West et al studied the relation of fasting plasma levels of retinol, ascorbate, α tocopherol, β carotene, and the use of vitamin supplements, with ARM in 976 participants of the Baltimore Longitudinal Study of Aging.147 It was found that α tocopherol, and an antioxidant index which included α tocopherol, β carotene, and ascorbate, were protective for ARM. However, there was no evidence of a protective effect for vitamin supplements.

The Alpha Tocopherol (AT), Beta Carotene (BC) Cancer Prevention Study Group has conducted a randomised, double blind, placebo controlled trial to determine whether oral supplements of α tocopherol (50 mg daily) and β carotene (20 mg daily) are protective against pulmonary carcinoma.148 After 6 years of dietary supplementation with these antioxidant vitamins an end of trial eye examination was undertaken, and neither AT nor BC was found to be protective against ARM.149 However, smoking at least five cigarettes per day was an inclusion criterion, and tobacco use is known to be associated with significantly lower optical density of macular pigment.94 Furthermore, the definition of a ARM in the ATBC study included the presence of hard drusen, and the prevalence of the disease may have therefore been overestimated.149 And finally, β carotene is not present in the human retina.2 48

Stur et al conducted a 2 year double masked, randomised, placebo controlled trial of dietary supplementation with oral zinc, an antioxidant nutrient, in 112 subjects with unilateral neovascular AMD.150 Serum levels of zinc were significantly greater in the treatment group compared with controls, but the clinical course of the disease in the unaffected eye was similar for the two groups.150

Possible harmful effects associated with carotenoid supplements also need to be investigated before ophthalmologists can recommend their use to prevent progression of ARM. Although β carotene is considered safe because its conversion to vitamin A is limited,151 the ATBC study actually reported a significantly higher mortality among treated than non-treated subjects.152 To our knowledge, there are no published data concerning toxicity of lutein and zeaxanthin.

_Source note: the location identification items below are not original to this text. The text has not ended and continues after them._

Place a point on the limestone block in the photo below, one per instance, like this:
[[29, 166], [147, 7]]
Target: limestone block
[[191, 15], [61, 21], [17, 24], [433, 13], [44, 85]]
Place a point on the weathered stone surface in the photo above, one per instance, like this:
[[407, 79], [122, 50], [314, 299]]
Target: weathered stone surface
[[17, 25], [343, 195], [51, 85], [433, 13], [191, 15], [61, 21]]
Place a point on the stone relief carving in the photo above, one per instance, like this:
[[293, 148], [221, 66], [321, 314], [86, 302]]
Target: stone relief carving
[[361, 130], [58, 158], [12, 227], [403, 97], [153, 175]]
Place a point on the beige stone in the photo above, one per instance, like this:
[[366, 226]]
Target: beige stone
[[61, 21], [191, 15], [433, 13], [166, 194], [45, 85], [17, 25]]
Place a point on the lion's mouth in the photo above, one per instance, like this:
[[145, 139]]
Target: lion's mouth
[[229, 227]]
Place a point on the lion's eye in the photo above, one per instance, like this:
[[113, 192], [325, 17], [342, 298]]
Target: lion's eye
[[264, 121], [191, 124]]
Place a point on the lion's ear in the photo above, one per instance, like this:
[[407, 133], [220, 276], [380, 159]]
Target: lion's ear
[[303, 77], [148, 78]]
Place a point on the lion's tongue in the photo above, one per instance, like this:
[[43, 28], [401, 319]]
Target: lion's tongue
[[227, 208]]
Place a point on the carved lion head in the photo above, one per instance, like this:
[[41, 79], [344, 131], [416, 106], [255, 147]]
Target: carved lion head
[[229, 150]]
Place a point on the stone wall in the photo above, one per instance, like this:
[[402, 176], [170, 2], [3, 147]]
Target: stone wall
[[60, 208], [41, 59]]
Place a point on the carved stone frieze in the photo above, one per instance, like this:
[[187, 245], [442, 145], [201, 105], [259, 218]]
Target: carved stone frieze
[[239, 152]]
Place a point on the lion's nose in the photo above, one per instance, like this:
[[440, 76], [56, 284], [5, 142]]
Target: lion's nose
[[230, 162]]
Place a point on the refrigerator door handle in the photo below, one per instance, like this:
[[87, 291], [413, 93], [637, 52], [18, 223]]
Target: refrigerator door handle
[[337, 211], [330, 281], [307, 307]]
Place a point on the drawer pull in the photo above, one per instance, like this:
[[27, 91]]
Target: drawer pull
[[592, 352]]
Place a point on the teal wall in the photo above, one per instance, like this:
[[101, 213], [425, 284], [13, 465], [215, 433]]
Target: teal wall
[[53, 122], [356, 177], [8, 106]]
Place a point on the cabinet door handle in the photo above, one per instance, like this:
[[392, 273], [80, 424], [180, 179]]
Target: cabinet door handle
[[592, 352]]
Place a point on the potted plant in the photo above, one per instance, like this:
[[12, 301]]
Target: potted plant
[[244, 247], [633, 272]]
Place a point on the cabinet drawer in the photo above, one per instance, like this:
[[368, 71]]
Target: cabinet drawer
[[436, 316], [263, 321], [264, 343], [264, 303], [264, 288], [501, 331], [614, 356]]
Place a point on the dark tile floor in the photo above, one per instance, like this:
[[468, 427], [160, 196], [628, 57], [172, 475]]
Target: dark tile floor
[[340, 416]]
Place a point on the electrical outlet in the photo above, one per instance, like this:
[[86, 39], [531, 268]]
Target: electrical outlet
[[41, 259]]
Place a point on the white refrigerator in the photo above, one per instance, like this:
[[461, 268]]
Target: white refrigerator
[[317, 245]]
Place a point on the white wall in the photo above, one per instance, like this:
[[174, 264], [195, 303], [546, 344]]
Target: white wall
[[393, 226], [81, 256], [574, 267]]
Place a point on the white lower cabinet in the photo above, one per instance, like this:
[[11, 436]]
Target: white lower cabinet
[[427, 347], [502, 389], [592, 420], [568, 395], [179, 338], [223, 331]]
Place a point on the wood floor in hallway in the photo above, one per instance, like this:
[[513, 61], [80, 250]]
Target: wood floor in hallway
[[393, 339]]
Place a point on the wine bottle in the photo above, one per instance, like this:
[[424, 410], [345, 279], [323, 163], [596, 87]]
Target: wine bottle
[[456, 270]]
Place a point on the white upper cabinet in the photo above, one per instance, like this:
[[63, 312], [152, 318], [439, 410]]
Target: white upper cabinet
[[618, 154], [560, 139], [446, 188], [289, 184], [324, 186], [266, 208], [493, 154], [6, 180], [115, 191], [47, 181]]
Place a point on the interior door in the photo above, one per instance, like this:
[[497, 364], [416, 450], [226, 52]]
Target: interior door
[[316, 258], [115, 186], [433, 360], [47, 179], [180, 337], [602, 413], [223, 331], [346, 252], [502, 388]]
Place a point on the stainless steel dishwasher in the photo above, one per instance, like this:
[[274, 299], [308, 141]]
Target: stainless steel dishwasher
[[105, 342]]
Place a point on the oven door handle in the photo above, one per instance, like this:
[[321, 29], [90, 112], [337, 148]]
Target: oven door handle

The identification of macular pigment, which consists of lutein and zeaxanthin, was not completed until 1993. Its concentration peaks at the foveola but is optically undetectable at an eccentricity of of 1.2–1.5 mm, and its density is greatest in the receptor axon layer. The absorption spectrum of macular pigment peaks at 460 nm, and the distribution and orientation of macular pigment indicate that it acts as optical filter.

Macular pigment is entirely of alimentary origin, and although its absorptive and transport characterisitics have yet to be fully elucidated it has been shown that macular pigment density can be augmented through dietary modification. In addition to restricting photochemical retinal injury by screening blue light, macular pigment is also suspected of limiting oxidative damage by quenching reactive oxygen species. AMD remains the leading cause of blindness in the developed world, and its prevalence is likely to rise because of increasing longevity. This disease, in addition to causing severe visual disability, will have profound socioeconomic implications in the future as it affects the fastest growing section of the Western world population. We have presented the mounting circumstantial, epidemiological, experimental, and clinical evidence that supports the hypothesis that macular pigment protects against ARM and AMD. The possibility that macular pigment is protective for AMD cannot be ignored, and further research is indicated. In particular, well designed, prospective and randomised clinical trials are needed to evaluate the effects of dietary carotenoid supplementation on the risk for AMD.

Until such time as the beneficial effects of dietary lutein and zeaxanthin supplements have been substantiated, and their long term safety established, routinely prescribing micronutrient preparations containing these compounds to prevent progression of ARM cannot be justified. However, patients with ARM, or at risk of developing the disease, should be encouraged to eat a balanced diet rich in fruit and vegetables.